Nos deja de tarea las reformas que se deben hacer para desatar el nudo que obstaculiza la felicidad del pueblo.
Nos deja un país con 40 por ciento de la población con dificultades para acceder a lo elemental, el agua (nota de María Cabadas, El Universal), porque se gastó el dinero en caprichos inútiles.
¿Qué esperábamos, si recortan 28.4 por ciento del presupuesto de infraestructura hidráulica?
López Obrador mantiene popularidad aceptable y su candidata es favorita para sucederlo en el cargo, porque reparte dinero.
Ahí está el punto central de la continuidad del grupo en el poder: el reparto de dinero.
Igual que han hecho otros populismos fracasados en América Latina: repartir dinero, restringir la fiscalización del gasto y agitar el odio de clases.
Hasta que el dinero se acaba.
López Obrador secó los fondos destinados a emergencias, fideicomisos y ahorros que le dejaron administraciones pasadas.
Nada que promueva el desarrollo, la seguridad, la salud, la educación. Todo al reparto en efectivo.
Gran Presidente. Muy querido por el pueblo.
También los ricos han ganado en su gobierno, dice y tiene razón.
Pero ha sido a costa del dinero que debió usarse en lo fundamental y se destinó a caprichos.
Destruir el NAIM costó dinero y lo seguiremos pagando.
El Tren Maya y la refinería en Dos Bocas fueron una mina de oro para tener en la bolsa a un grupo de millonarios y enriquecer a amigos.

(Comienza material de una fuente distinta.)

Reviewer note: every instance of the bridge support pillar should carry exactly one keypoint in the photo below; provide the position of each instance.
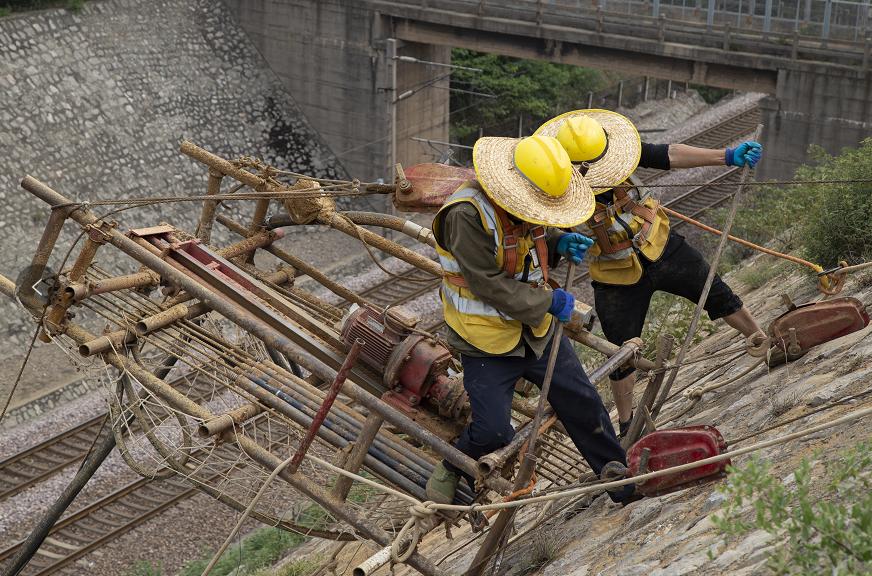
(822, 106)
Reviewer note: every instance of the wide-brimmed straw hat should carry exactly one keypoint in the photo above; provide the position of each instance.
(505, 185)
(622, 154)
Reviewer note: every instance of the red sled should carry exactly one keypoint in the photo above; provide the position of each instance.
(802, 327)
(668, 448)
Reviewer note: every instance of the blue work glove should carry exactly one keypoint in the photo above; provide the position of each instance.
(574, 245)
(562, 304)
(745, 153)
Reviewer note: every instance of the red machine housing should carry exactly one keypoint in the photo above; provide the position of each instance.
(668, 448)
(415, 367)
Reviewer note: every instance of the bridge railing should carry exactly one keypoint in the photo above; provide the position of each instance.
(823, 24)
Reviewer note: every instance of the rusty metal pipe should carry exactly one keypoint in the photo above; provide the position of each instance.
(228, 420)
(338, 509)
(348, 419)
(327, 404)
(407, 227)
(337, 222)
(263, 331)
(259, 454)
(114, 340)
(207, 215)
(161, 319)
(358, 452)
(275, 399)
(34, 272)
(298, 264)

Tiró un billón y medio de pesos en Pemex, para seguir perdiendo.
Frenó la entrada al país de 200 mil millones de dólares en inversión privada en energía, al congelar la reforma del Pacto por México.

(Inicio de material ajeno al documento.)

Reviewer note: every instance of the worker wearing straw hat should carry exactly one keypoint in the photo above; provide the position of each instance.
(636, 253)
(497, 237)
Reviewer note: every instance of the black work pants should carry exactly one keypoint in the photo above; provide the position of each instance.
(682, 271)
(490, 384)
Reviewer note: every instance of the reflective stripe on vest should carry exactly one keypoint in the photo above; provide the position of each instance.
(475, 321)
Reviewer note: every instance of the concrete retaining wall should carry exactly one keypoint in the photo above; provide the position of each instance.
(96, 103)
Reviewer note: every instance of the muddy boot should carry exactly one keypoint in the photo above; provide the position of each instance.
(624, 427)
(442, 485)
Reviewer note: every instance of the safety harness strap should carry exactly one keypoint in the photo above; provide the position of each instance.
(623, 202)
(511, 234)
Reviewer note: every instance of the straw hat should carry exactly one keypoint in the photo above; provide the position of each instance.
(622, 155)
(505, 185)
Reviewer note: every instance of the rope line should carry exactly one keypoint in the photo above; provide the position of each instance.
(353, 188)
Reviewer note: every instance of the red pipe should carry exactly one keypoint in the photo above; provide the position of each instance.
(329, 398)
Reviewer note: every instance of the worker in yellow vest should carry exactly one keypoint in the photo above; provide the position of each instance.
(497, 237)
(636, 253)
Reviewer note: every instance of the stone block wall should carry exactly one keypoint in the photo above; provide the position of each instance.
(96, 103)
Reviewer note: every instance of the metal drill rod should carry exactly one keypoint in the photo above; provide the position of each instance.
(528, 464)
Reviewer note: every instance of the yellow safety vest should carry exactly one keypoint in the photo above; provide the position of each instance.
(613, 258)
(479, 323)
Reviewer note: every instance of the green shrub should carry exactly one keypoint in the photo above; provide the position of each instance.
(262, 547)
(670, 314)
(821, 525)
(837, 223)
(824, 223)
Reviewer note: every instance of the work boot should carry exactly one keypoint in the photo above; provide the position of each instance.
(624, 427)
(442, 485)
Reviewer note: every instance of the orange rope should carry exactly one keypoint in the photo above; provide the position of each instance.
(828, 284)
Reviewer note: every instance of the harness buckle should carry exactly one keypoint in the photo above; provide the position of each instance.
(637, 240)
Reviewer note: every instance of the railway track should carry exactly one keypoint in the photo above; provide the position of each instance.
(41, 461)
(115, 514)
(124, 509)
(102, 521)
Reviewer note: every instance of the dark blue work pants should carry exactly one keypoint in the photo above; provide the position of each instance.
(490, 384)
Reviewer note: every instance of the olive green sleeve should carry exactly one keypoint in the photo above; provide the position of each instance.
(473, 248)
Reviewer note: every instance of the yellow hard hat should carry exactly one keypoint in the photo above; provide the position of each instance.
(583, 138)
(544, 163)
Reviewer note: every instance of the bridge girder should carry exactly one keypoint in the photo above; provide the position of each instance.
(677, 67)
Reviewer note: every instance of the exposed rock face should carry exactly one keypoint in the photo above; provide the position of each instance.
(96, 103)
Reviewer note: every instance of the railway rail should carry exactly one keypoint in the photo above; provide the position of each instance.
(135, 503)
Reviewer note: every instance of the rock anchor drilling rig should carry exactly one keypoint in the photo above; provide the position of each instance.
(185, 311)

Y los culpa a ellos, los inversionistas privados, de su fracasada política energética.
Mandó reformas para seguir perdiendo, y en electricidad, regresar a la normatividad de 1960.
Reformas para que todos nos jubilemos con el 100 por ciento del último sueldo.
Ni en Dinamarca, la verdad.
Si no pasan sus reformas antes de las elecciones, la oposición será la culpable de impedir la felicidad del pueblo.
¿Por qué no las presentó cuando tenía mayoría calificada, y lo hace ahora que no la tiene y ya se va?
Porque son el pretexto donde ocultar el fracaso de su gestión.
Y bandera de campaña para ganar la mayoría en el Congreso y dar el golpe final a la legalidad democrática.